After a hellish 24-hour journey home, I finally have the mental capacity to begin digesting this weekend’s Nineteenth Century Studies Association conference. Entitled “Loco/Motion” papers ranged from discussions of steam tricycles and railroads to traveling masculinities and pneumatic transit. My own panel was Movement and Stasis, Part II:

Forward, March!: Allegories of Travel Technology in the Long Nineteenth Century
Caterina Y. Pierre, CUNY Kingsborough
Delivery from Quiescence: Nineteenth-Century Reinterpretations of the Rococo
Olaf Recktenwald, McGill University
Make it Stop! The Freezing of Space/Time in Les Types de Paris
Nicky Agate, New York University
A Sculpture on the Move: Gaston Guitton’s Eve
Maria P. Gindhart, Georgia State University

The conference was fascinating, thoroughly interdisciplinary, and the variations on the theme were compelling and creative. Two moments in particular, however, will stick with me for a long time.
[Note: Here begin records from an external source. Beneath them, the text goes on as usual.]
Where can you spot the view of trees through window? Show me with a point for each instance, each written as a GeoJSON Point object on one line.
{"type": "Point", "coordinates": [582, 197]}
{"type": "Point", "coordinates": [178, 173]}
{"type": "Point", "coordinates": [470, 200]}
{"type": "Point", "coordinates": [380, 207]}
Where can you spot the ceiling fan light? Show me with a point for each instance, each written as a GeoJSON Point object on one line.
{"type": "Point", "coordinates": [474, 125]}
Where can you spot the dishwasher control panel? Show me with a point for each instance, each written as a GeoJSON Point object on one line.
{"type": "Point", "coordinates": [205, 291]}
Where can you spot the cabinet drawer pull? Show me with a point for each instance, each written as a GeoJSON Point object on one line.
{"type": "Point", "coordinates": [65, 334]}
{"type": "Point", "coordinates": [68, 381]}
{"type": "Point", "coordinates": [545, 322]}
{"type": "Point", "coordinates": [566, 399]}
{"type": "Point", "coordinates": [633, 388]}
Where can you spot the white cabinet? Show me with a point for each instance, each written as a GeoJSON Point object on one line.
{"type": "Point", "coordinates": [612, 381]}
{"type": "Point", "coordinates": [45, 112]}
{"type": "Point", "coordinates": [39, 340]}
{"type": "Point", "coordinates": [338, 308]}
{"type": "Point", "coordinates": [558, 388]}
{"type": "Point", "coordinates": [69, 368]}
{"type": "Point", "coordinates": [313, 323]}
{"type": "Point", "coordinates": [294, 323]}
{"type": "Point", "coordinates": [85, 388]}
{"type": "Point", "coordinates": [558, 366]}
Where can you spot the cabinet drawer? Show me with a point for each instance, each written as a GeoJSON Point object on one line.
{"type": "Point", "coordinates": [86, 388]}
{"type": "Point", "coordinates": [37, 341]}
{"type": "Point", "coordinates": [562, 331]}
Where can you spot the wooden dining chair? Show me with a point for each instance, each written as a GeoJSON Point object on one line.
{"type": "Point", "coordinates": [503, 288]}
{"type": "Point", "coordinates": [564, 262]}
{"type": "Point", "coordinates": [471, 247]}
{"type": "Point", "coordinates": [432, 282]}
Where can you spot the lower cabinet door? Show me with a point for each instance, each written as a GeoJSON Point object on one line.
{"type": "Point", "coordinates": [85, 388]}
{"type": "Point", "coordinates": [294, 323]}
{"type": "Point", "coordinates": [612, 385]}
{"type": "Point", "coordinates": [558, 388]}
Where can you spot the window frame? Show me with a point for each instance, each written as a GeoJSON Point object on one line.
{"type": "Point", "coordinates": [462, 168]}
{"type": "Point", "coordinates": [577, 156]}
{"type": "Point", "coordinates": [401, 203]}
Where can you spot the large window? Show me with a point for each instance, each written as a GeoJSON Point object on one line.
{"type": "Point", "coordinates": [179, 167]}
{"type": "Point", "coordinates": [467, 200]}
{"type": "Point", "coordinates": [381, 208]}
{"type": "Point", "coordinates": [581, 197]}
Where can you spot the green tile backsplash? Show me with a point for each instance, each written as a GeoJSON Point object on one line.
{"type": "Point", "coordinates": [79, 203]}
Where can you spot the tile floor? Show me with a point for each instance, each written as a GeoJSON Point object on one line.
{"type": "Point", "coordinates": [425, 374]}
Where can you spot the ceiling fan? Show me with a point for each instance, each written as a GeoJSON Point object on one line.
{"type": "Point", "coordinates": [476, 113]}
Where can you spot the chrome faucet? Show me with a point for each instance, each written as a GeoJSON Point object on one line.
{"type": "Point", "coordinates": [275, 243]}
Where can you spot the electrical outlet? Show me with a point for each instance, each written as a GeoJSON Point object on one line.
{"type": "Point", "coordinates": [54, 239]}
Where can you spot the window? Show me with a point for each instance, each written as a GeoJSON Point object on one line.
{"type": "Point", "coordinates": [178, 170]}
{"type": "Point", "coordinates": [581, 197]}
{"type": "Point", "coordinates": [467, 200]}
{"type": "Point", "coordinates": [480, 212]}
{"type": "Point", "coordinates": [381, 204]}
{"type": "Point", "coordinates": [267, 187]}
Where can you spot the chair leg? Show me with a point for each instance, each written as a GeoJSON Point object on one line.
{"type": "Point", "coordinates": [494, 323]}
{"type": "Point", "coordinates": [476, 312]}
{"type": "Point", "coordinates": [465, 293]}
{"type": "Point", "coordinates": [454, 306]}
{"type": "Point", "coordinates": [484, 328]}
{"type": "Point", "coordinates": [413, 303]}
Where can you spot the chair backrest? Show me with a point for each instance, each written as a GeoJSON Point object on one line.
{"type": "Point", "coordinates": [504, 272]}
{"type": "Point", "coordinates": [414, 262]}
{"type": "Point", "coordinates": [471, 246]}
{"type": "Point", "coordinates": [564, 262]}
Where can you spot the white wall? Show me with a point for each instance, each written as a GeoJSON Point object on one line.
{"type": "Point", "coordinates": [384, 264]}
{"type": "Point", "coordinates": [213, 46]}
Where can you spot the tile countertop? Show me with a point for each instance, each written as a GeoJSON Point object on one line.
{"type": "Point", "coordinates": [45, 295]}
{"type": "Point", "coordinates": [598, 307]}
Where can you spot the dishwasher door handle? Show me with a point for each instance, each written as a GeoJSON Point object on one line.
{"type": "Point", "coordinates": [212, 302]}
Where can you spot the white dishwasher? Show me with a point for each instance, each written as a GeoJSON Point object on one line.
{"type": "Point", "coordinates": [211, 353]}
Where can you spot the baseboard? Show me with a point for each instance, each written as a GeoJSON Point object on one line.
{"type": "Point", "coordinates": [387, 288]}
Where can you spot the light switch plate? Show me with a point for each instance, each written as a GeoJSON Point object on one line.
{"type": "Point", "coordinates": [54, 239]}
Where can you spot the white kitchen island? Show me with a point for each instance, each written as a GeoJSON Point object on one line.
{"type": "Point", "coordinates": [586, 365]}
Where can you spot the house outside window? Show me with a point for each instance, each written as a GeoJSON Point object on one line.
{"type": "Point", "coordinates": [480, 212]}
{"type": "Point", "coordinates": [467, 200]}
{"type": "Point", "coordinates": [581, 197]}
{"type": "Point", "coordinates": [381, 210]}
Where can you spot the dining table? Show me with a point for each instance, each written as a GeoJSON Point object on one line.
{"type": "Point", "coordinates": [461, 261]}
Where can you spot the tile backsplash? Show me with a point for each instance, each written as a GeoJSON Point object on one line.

The first was Vanessa Schwartz’ riveting keynote, “Getting the Picture of a Century in Motion,” in which she argued for photography as an inherently mobile medium as opposed to a static one. I’d read Dr. Schwartz’ book Spectacular Realities: Early Mass Culture in Fin-de-Siècle Paris over the summer and had loved every word, and so was really grateful to have the opportunity to see her speak. The second was a visit to the Donald G. Larsen Collection of International Exhibitions and Fairs, 1851–1940, which forms part of the Madden Library’s Special Collections at UC-Fresno. The memorabilia itself was interesting enough, but the stacks! Shelf upon shelf of volumes dedicated to World’s Fairs. Four shelves on 1889 — including many of the texts I had traveled to Paris to see in January! Donald Larsen was, I think, tickled to have so many interested visitors (he may or may not have had to physically remove me from the room).

Update as of April, 2014: the entire archive is to be digitized by Adam Matthew!